Actually I read an analysis saying Apple’s announced investment won’t dent their foreign cash pile much at all. Most are just ordinary expenses not new investment. So Apple can still surprise us with some huge acquisitions.
But Netflix is pulling away as we speak. Share spiking up 7% and now has 100B market cap. Apple can still buy it of course. But it’s getting expensive.
Phones or iPhones? If phones, what is the hot gadget now?
Would Reed Hastings stay if Apple buys NFLX? Would he be willing to report to Eddie Cue?
I made a mistake of selling all of my NFLX at $190. Had to buy some back at over $200. Only Uncle Sam benefited from my mistake.
The news report I saw are just phones in general. You can tell iPhone X is not selling as well as predicted just by counting how many Animoji clips you saw. I think I saw one or two after sale started but nothing much since.
Don’t know what’s the next hot gadget. But there is a lot of motion around smart speakers in china. Many internet companies have announced they are working on one.
What has Eddie cue done lately? Where the heck is the TV bundle?
Still owning NFLX… my purchase price was $67…
I think this is too early to get out as AAPL dividends and buybacks will be better soon.
Any negative reviews, and there by drops in AAPL price is an opportunity I feel. In fact, I want AAPL to drop more before results so that I can buy more (50%) of what I hold now.
BTW: I just blindly believe Buffet decisions!
Yes, why sell a cash cow… Laughing all the way to the bank everytime…
Apple is no longer leading in terms of new product ideas. That’s the problem of having a supply chain guy as CEO.
Apple wasn’t leading when Steve Jobs ran it. There were multiple personal computers before the Apple. There were multiple MP3 players before iPod. There were touch screen phones and PDA’s before iPhone. Often times the first are there before the technology is good and cheap enough to be mainstream. It’s better to release a product at the right point of the cost and adoption curve.
But iphone was not a PDA with the 1st one with soft keyboards and full internet browser
I already added AAPL yesterday and freeing up money further to buy tomorrow!
Jim Cramer says WS might want to force it down to $160s.
Didn’t Palm or Handspring have a phone with no physical keyboard? I know they had a PDA with no physical keyboard. That debuted in 1996 which is more than 10 years before iPhone. They offered modem add-ons for it which made it a phone. They went with the stylus and writing recognition vs. soft keyboard. Most people were highly critical of the soft keyboard. Plenty of execs made what are now food-in-mouth worthy comments about it.
It’s laughable. The Palm Pilot had a 16MHz processor and 512KB of RAM. It was capable of a whopping 2.7 MIPS. The A11 neural engine can do 600 BIPS.

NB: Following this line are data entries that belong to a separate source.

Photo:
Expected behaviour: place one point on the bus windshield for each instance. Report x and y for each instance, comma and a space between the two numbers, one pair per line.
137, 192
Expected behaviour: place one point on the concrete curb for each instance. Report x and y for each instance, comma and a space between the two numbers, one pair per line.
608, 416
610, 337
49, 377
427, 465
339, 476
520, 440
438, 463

Geez, I didn’t think the commercial was that bad…
Wow, so that commercial is the biggest issue in some people’s life?
IMO, Jim Cramer is Clown of Analysts ! What we had was major sale event (until dec 31st), Corp tax reduction, large cash abroad likely repatriation at low rate. The impacts are not seen yet. I am expecting generous buyback, dividends to share holders along with some repatriation of funds for growth. Added another limit buy order for $170.5 again. No wait further.
I was expecting a dip for AAPL already, that is mr.market !!
There’s little question here that the HomePod is a speaker first, smart second, bucking the trend of the earliest Echo and Google Home devices.
Inlined with Apple’s declaration that their hearts are in music.
Apple’s clearly offering a unified end to end experience for its first Siri-focused product, eschewing some broader functionality for the sake of a streamlined, unified experience.
The usual cautious approach.
The Echo’s soundscape sounds more like a 90s car radio than a true room speaker, and it struggles mightily when being asked to fill a large open room as the center of attention, rather than background music.
The Google Home Max is an embarrassment of a speaker for its cost: In isolation, the Max sounds decent enough, but when put in a ring against the cheaper Sonos One and HomePod, it’s obvious just how much compression it puts on vocal and mid-tone tracks in the interest of big, booming sound.
On the HomePod, every part of a choral harmony sounds just as clear as the lead vocalist — no easy feet for a single 6.8-inch speaker. Harmonies do sound beautiful on the Sonos One, but blend more into a single musical phrase; you can’t isolate the singers in your mind as well as you can through the HomePod.